SÃO PAULO, SP (FOLHAPRESS) - Viver está se tornando um exercício a cada dia mais sórdido. O diretor sueco Ruben Östlund bem sabe que o Ocidente virou uma junta de países a ser evitada. Por isso, o público se identifica com sua obra, e o cineasta se empapuça de prêmios. Ele arrematou duas vezes a Palma de Ouro do Festival de Cannes num intervalo de quatro anos. Primeiro, com "The Square: A Arte da Discórdia", de 2017, depois com "Triângulo da Tristeza", agora exibido na 46ª Mostra Internacional de Cinema de São Paulo.

O filme acompanha as inquietações de um modelo, interpretado por Harris Dickinson, e sua namorada, uma influenciadora vivida por Charlbi Dean, morta no fim de agosto. Juntos, eles enfrentam discussões conjugais até que resolvem embarcar num cruzeiro de luxo. Antes da partida, porém, o modelo revela o comportamento hipócrita do mundo da moda.

Num desfile de grife, o telão prega mensagens de igualdade social e compaixão, dizendo que somos todos irmãos e devemos salvar o planeta. Os ricaços na plateia pendem entre a emoção e a seriedade. Ao espírito do tempo, parecem engajados, como se não estivessem ali para ver gente bonita e mostrar o que são --ricaços.

Impregnado de ideais humanistas, o modelo decide transpor tudo o que aprendeu nos círculos fashionistas para sua vida a dois, se revelando um sujeito insuportável. Na primeira parte do filme, ele discute durante longos minutos com a namorada sobre quem deveria pagar a conta do jantar. Se ele, macho loiro, ou ela, que, segundo ele, deveria botar em prática as leituras feministas.

Na segunda parte, adentramos no navio. Bebericando uma taça de champanhe, a influenciadora pede ao namorado um punhado de fotos. Ele quase se rasteja no chão para descobrir o ângulo mais "instagramável". Enquanto isso, o espectador conhece as demais figuras a bordo da embarcação. Um casal de velhinhos ingleses que sustenta a indústria mundial de granadas, um magnata russo que exporta fertilizantes, o capitão do navio --um militante marxista--, vivido por Woody Harrelson.

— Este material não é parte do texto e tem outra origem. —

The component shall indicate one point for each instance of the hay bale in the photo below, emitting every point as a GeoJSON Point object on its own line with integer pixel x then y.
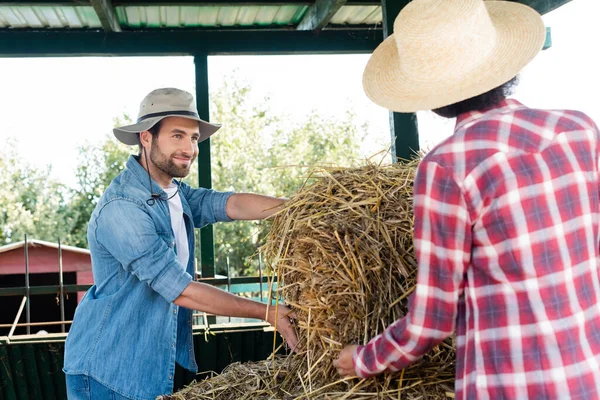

Östlund provou ter um bom tino para escolher assuntos em alta. Só que "Triângulo da Tristeza" é seu pior filme. A primeira parte do roteiro tem tiradas divertidas sobre o mundo contemporâneo, mas logo se tornam uma repetição de anedotas, como se estivéssemos presos à mesma piada. Em dado momento, o diretor dá a cartada que tornou seus filmes conhecidos. O caos se instala, e o roteiro entra em sintonia com o absurdo.

Nada que justifique, todavia, a lastimável terceira parte, à qual somos obrigados a assistir. O roteiro se esgota no absurdo, enquanto o diretor tenta alongar uma obra que já deveria ter acabado. Nesse vazio temático, o filme se torna entediante, sendo tão somente uma sucessão de imagens que nada agrega à história.

Também decepciona a falta de cuidado estético na obra. Afinal, aquele mar nada diz, assim como são redundantes os símbolos náuticos ali expostos. Sob o aspecto conceitual, o filme é decerto o mais conservador já feito por Östlund. "Força Maior", de 2014, desvelou a decadência do patriarcado. Em seguida, "The Square" passou um trator na picaretagem da arte contemporânea e, agora, "Triângulo da Tristeza" quer criticar a elite financeira mundial.

Se Östlund quis se tornar o novo "enfant terrible" da Croisette, ele parece ter escolhido um tema dócil. Com o assunto, o diretor não causa polêmica alguma, porque não desafina o coro dos contentes, tal como fizera em "The Square". Salvo a interessante crítica aos patéticos influenciadores digitais, "Triângulo da Tristeza" elege um tema que a maioria deseja criticar ou já criticou, não conseguindo inflamar o debate público.